March 1, 2021 By, Cheryl Viola, MBA, Executive Director
We have no idea what we are capable of. When you were a child what did you want to be? I wanted to be a nurse, an art teacher, a mother. I had no idea what my potential was or where life would lead me. My youngest son wanted to be a doctor then a cowboy. I heard a little girl say she wanted to be a butterfly. Metaphorically we are all butterflies. We start as clunky, slow caterpillars with no idea of what we can become. As we traverse through life, we go to school, try a variety of jobs, and more often than not we stumble upon something we are good at. We develop skills, and talents, and transform; we grow wings and fly.
What are you most proud of? What was the first thought that popped into your head?

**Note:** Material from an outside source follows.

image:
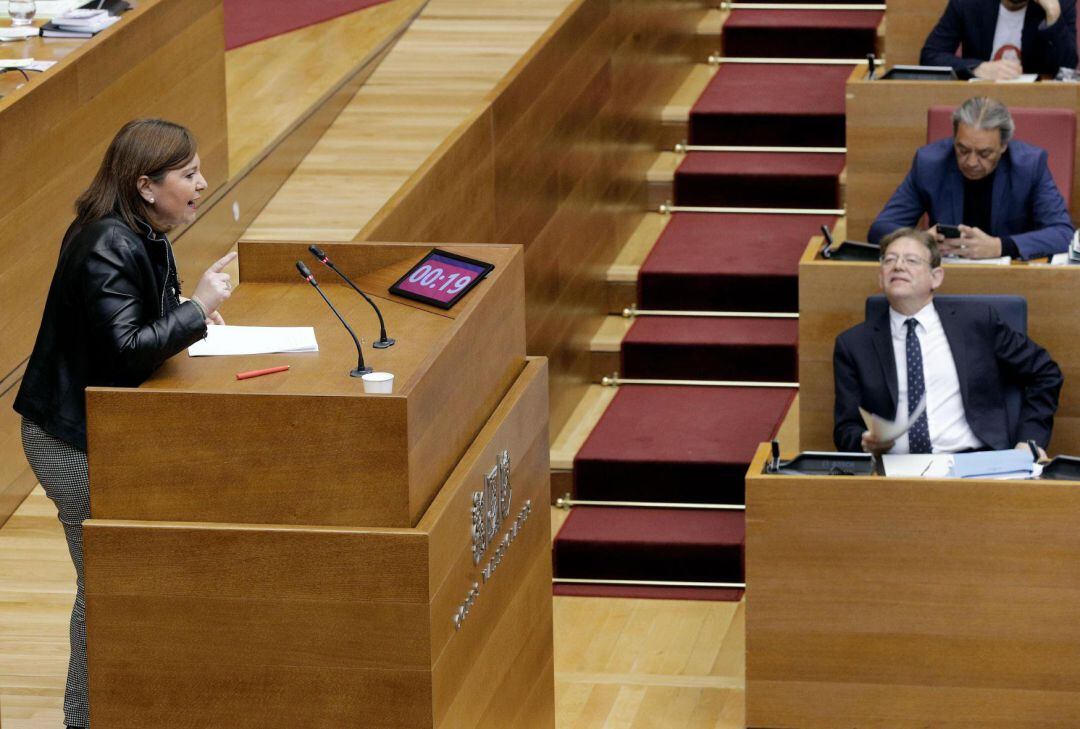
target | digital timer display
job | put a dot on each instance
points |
(441, 279)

At different seasons of my life, I am proud of different things. I am proud to be a mother, raising children is a tough job, one that never stops. I was humbled when I was asked to serve as the president of the women’s organization at my church. Both of these roles are service-based roles. These experiences helped shape me and prepare me for my current role in the nonprofit industry with the Chamber of Commerce.

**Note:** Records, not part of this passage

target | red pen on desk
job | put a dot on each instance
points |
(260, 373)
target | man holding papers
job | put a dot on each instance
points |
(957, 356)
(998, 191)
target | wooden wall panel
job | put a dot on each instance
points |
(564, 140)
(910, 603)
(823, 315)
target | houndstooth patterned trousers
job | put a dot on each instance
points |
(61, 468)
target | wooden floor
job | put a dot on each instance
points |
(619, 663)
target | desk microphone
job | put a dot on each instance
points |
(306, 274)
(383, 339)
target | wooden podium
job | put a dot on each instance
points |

Brad Paisley, a top-performing country artist wrote a song titled “Letter to Me” It tells the story of what he would write to himself knowing what he now knows to his younger self. We can all look back on our lives and wish that if we had known what we know now. We think that if we could have had a crystal ball and warn our younger self that we could have saved ourselves from some pain and heartache. The truth is that we need ALL our experiences to grow our wings to fly.
The most profound times of our lives are the situations and challenges we couldn’t have planned for. Choice by choice, effort by effort, we end up being better than we started.
The key to unlocking your potential is being open to learning, self-discovery, and trying. When faced with challenges, do not default to “I can’t”. Instead, focus on what you can try. Your effort will be rewarded with the richness of the experience and an awareness that your capability extends far past what you imagined possible.
Ways to Unlock your potential
1. Try new things.
2. Be a lifelong learner.
Becoming a lifelong learner means being open to learning new things. You do not always have to be in a formal classroom setting to be learning. It could be taking a class, reading a book, volunteering and so much more.
3. Don’t give up.
Every failure is a stepping stone. We need the falls to help us grow. F.A.I.L. means First Attempt In Learning. Seize each opportunity.
4. Become a great relationship builder.
Surround yourself with positive people. People who will help you, encourage you, and support you in the good times and the hard times.
5. Be willing to start from the bottom.
Everyone starts somewhere at the bottom. As you advance in your career and change jobs you may not always start at the bottom, however the humble leader who is willing to learn and understand the business from the bottom up will earn the respect and trust of the team members. You will never know everything in the business, there will always be someone else who knows something more than you. The key here is to be teachable.
When I worked in Higher Education, a brand-new middle manager came onto the team. I will never forget his first day, he pulled up a chair, sat beside me and said “Teach me what you do”. He willing sat and learned the duties and responsibilities of my job which gave him a greater understanding of my role and helped direct him to lead with vision and purpose.
6. Be optimistic.
No journey is easy. There will be hardships and challenges, a positive attitude helps guide you through the tough times.
7. Serve Others.
8. No excuses.
The best leaders are those that have learned that the journey is never about themselves or how fast they reach the top. It is about helping others, even if that means that others pass you along the way.
When you focus on the TRY. The first step is always the most challenging, then keep stepping, keep trying. The value of the experience is not the outcome but the journey, the finding ways to contribute to support others. That is what leadership is.